By: Addison Wylie
It’s hard to make a solid judgement on the indie hit Beasts of the Southern Wild. On the one hand, it deserves praise for doing what it does so well. On the flip side, it does what it does so well, that it becomes frustrating.
Based on her one-act play called Juicy and Delicious, Lucy Alibar and director Benh Zeitlin adapt the story of survival after a tremendous flood for the big screen.
The film’s central character is Hushpuppy, a curious and rambunctious youngin’ played by first-time actress Quvenzhané Wallis. Hushpuppy lives in a primitive bayou called “the Bathtub” with a giddily rowdy community who are aware of the inevitable rising waters.
When danger strikes, Hushpuppy and her father Wink, played by first-time actor Dwight Henry, take cover and awaken to a washed out landscape of rubble and flowing waters.
Beasts of the Southern Wild isn’t about surviving a natural disaster. It’s about learning how to recover from such a tragedy.
The fun-loving community surrounding Hushpuppy and Wink are shown living in shanties. They’re represented as poor people but not broken people. They feed on the social interactivity around them and that’s what drives them to maintain high spirits.
Zeitlin, along with his talented cast, has done a strong job representing communal strength. We never see them cry or be weak because having that support from friends and family lights that fire underneath them to focus on what to shoot for.
Whether it’s an authentic representation of post-disaster behavior is questionable, but the friendships and the positive attitudes make rooting for this motley crew easy.
The film is told from the perspective of six-year-old Hushpuppy. This is where I really wrestle with a final grade.
Like the high spirits represented by the community, the portrayal of the innocence of a child is shown with equal competence. We always believe what we’re seeing is what this little girl would be focused on.
When Hushpuppy and her pals search for her mother in an establishment that may or may not be a brothel or a gentlemen’s club, Hushpuppy’s focus isn’t aimed at the scantily clad women asking them questions. She’s much too focused on the dust that lingers in the air in front of the lights.
Hushpuppy is fascinated with sounds. We see and hear her resting her ear up to animals to hear the pounding of their heart and when a noise is heard far away, she instantly thinks of the first thing that would make a similar crash. She also has an active imagination that cuts in and out as it pleases.
All of this adds to our energetic lead character but does it interrupt the story or cause distractions? Yes.
I appreciate Zeitlin wanting to tell this tale from the perspective of a young one and I applaud him for excelling, but this style shouldn’t get in the way of the story.
For example, there are scenes that occur where Hushpuppy will be daydreaming while a conversation goes on between the adults. All of a sudden, someone will start yelling. And then, Wink will yell at Hushpuppy to do something. Hushpuppy is taken off guard and confused and we can’t help but feel the same way.

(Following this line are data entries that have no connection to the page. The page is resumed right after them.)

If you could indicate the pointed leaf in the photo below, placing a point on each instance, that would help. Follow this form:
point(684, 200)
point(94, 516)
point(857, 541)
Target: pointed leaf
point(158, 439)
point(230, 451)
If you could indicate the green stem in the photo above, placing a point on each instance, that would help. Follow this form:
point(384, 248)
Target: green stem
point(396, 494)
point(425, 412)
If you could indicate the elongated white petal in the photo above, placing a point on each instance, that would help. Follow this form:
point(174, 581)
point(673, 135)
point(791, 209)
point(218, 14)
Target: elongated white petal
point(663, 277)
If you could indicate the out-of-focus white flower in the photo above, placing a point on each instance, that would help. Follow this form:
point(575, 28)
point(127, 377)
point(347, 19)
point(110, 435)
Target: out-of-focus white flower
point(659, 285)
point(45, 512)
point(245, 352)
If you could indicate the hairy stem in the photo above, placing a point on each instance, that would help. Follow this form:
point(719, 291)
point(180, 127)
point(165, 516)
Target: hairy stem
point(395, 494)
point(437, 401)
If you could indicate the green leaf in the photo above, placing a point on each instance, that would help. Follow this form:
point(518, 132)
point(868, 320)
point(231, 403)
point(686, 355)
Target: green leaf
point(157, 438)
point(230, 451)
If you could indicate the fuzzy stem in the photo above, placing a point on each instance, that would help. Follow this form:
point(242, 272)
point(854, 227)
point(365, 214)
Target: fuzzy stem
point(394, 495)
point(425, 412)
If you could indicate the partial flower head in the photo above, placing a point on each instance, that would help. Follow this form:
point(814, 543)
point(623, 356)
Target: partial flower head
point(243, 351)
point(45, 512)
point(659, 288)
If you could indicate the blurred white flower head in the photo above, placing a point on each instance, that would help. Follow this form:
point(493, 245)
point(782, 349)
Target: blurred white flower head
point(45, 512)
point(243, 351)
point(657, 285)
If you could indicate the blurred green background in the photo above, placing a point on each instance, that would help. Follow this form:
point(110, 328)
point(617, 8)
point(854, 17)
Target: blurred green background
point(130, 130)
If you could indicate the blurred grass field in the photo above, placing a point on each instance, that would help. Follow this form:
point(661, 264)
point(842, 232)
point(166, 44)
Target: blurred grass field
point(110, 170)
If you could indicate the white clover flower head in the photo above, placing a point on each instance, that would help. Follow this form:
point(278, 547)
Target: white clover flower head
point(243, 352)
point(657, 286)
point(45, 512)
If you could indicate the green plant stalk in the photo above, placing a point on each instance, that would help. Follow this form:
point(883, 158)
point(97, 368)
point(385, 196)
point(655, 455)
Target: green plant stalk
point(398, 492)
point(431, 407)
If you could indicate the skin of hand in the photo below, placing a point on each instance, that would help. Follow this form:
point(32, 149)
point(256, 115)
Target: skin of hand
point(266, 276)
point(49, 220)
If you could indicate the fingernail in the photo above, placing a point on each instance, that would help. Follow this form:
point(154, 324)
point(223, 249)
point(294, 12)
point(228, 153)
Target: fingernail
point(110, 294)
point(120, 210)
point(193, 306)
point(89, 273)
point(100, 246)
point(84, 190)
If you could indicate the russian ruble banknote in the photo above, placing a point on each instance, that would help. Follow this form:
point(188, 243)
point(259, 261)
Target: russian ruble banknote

These conversations may not provide much to the story but by constantly taking audiences out of the action to throw us into the mind of a daydreaming six-year-old is risky and creative but a tad maddening. What if those conversations were adding depth to the adults? You can still keep the visuals in the mind of a child while the audio captures the rowdiness of an adult.
The film does this often and at first we aren’t too sure what the film is doing. With Beasts of the Southern Wild being very light on a hard plot, we’re searching for problems to invest in but, the film doesn’t allow us to get involved.
However, during that brothel/gentlemen’s club sequence, audiences will officially realize what Zeitlin and Alibar were doing from the start and it’s up to us to decide if this was a step in the right direction or if this filmmaking could’ve been tamed.
After stewing on it, I walked away from Beasts of the Southern Wild with a strong appreciation and affection for it and I may even watch it again down the road (it has an appropriate and breezy runtime, by the way).
I don’t agree 100% with how often we’re taken inside the mind of young Hushpuppy but I’d rather see a filmmaker experimenting with different techniques in order to make a spark than a lazy filmmaker settling with a familiar fizzle.